«Wir waren geschockt, als wir die Kündigung erhalten haben», sagt Brigitte Habegger, Inhaberin der Börse an der Rainstrasse 20 am Marktplatz. Ende Januar habe sie den Bescheid erhalten, dass sie mit ihrer Börse per Ende Juli ausziehen müsse. Trotzdem bleibt sie optimistisch: «Nun passen wir uns der Situation an und machen das Beste daraus», sagt Brigitte Habegger.

Räume sind oft zu klein

Weitermachen wolle sie nämlich auf jeden Fall. Sie habe nun bereits verschiedene Angebote in Grenchen geprüft und sei auch mit Verwaltungen in Kontakt, konkret seien die Pläne aber momentan noch nicht. «Das Problem ist meistens, dass die Räume zu klein sind», so Habegger. Schliesslich möchte sie die Börse, die momentan rund 200 Quadratmeter umfasst, nicht verkleinern.

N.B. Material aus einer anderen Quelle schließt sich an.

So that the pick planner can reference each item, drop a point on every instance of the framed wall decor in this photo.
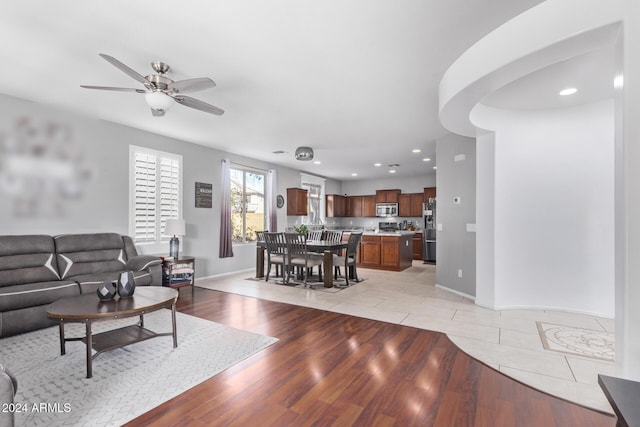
(204, 195)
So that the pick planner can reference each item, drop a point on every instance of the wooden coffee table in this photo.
(89, 308)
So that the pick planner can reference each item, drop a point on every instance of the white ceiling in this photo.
(357, 80)
(592, 74)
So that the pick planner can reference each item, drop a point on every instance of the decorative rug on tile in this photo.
(53, 390)
(578, 341)
(312, 283)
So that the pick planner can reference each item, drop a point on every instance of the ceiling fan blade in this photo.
(119, 89)
(128, 71)
(187, 101)
(192, 85)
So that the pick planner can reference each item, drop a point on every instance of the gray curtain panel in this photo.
(272, 190)
(226, 238)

Das umfangreiche Sortiment wolle man aufrecht erhalten. In Brigitte Habeggers Kleiderbörse gibt es nämlich längst nicht nur Kleidung für Kinder und Erwachsene zu kaufen. Von Spielsachen und verschiedensten Artikeln rund ums Kind über Accessoires wie Taschen oder Schmuck bis hin zu Büchern, CDs und sogar Ski- oder Sportausrüstungen ist fast alles vorhanden.

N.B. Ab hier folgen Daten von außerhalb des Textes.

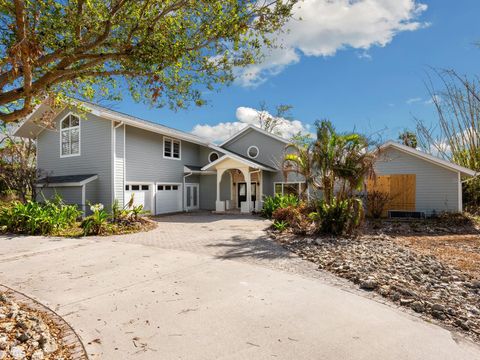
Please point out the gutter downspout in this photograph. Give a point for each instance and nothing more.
(184, 191)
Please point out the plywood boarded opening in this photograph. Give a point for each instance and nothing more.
(400, 187)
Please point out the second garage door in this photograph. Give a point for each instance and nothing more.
(168, 198)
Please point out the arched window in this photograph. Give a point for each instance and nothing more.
(253, 152)
(70, 136)
(212, 156)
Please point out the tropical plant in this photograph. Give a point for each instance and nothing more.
(97, 223)
(455, 134)
(272, 203)
(299, 160)
(295, 216)
(36, 218)
(165, 52)
(280, 225)
(339, 217)
(342, 160)
(137, 211)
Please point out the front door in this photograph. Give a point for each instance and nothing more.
(242, 192)
(191, 197)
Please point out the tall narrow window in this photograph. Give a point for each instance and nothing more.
(70, 136)
(171, 148)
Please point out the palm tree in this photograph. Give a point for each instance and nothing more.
(298, 159)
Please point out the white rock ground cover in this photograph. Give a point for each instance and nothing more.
(28, 334)
(431, 288)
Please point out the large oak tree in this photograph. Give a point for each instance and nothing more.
(164, 51)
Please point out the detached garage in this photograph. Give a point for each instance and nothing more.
(418, 182)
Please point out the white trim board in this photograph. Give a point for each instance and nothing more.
(430, 158)
(256, 128)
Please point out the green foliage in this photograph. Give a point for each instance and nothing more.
(97, 223)
(295, 216)
(280, 225)
(167, 51)
(339, 217)
(38, 219)
(272, 203)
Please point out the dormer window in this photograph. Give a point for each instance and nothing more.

Standort Grenchen beibehalten

Ein Hauptkriterium für neue Räumlichkeiten sei natürlich auch, dass die Miete nicht zu hoch sein dürfe. «Da wir nur gebrauchte Ware verkaufen, können wir nicht allzu viel für den Mietzins ausgeben», erklärt Habegger. «Die Börse ist sehr wichtig für die Stadt Grenchen, denn es gibt viele Leute, die darauf angewiesen sind», weiss Brigitte Habegger. Schliesslich gebe es in Grenchen kein anderes Angebot in dieser Art. Deshalb stehe auch fest, dass die Börse weiterhin in Grenchen existieren soll. Sobald sie geeignete neue Räumlichkeiten gefunden habe, wolle sie ihre Kundschaft darüber informieren. Vorläufig gibt es für die Kundschaft keine Änderungen und die Warenannahme funktioniert wie gewohnt.

Seit 12 Jahren ist die Börse im Luterbacherhof zu Hause und ebenso lange ist Brigitte Habegger Inhaberin derselben. Sie arbeitet aber schon seit über 20 Jahren für die Börse, die es bereits seit 40 Jahren gibt. Nur ungern werde sie «ihre» Räumlichkeiten verlassen, denn die Lage zwischen Post- und Marktplatz sei ideal - auch wenn die Räume aufgrund der schlecht isolierten Fenster im Winter sehr kalt seien.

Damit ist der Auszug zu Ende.